I ‘discovered’ Queen via a friend at school, who had a quite magnificent collection of ‘bootleg’ tapes of Queen concerts. So I really first heard Queen in their live and unadulterated form. And marvelled at Freddie’s on-stage vocal gymnastics. I was in awe. It was unlike anything I’d heard before.
The Live Aid concert was literally a phenomenon. I remember, as a nine year old, how my local streets were basically deserted in suburban Dublin, as people stayed in to watch megastars perform one after another. I also remember the frantic activity of those lucky enough to own a VHS recorder throw in tape after tape to record the event. We didn’t have one at that point, so I couldn’t only look on with jealousy. And hope that my memories didn’t fade too quickly.
I vividly remember hearing about Freddie’s passing. I was getting a lift home from school one afternoon when it was announced on the radio. I remember being speechless for a while, then quite incredibly sad. Especially when they emphasised just how young he was.
The flip side was, of course, that he had accomplished so much in that short lifespan.
It was also my real introduction to the AIDs crisis, something I’d basically been cushioned from growing up in middle class Dublin. In these pre-internet days, you learnt either through direct experience or via woefully uneducated rumour and gossip.
Fast forward a few years and this awkward, introverted teenager was playing ‘Bohemian Rhapsody’ on the piano at the National Concert Hall in Dublin at a school concert that raised money for Africa each year.
I know, right? Thankfully, no recordings of the evening still exist, but it’s an experience I’ll take with me to my grave.
Firstly, the chance to play on such a magnificent grand piano, but also to play that incredible piece of music in front of a large audience. As is still my musical habit of a lifetime, I fluffed notes in the first ten seconds. Paused. The continued to the very end without a hitch. I remember wanted to drag out those final notes (‘…any way the wind blows’) for the rest of my life.

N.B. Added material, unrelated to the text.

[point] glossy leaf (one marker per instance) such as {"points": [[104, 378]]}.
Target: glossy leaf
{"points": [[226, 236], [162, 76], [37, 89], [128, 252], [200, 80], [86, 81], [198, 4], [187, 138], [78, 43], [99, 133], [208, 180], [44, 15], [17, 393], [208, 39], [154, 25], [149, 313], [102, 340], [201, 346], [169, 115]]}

I don’t remember the minutes after my performance ended as I was in a wind tunnel of performance anxiety, relief, excitement and joy. Somehow I found myself backstage, grinning like the proverbial cat and learning very quickly that girls love a boy in a tux who can play the piano. Sadly, their attention and none-too-subtle hints went right over my head.

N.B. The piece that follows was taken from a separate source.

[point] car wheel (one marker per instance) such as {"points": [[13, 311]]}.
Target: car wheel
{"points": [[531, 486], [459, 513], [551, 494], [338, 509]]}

The start of a lifetime on the stage?
Of course not.
As this blog clearly illustrates! But I spent my late school years and start of university playing piano in restaurants and wine bars in the evening. South Dublin’s suburban eateries were graced with my renditions of Gershwin, Cole Porter and yes, Queen’s very best. Though I had to sneak in the latter by hamming up the delivery and only playing them when the venue was really busy and loud.
So yes, last night’s trip to the cinema was one of the best I’ve had this year. Both the film and my trip down memory lane were hugely enjoyable and I know what I’m going to be listening to all weekend.
Freddie Mercury was one of the musical greats and we were lucky to have him for as long as we did.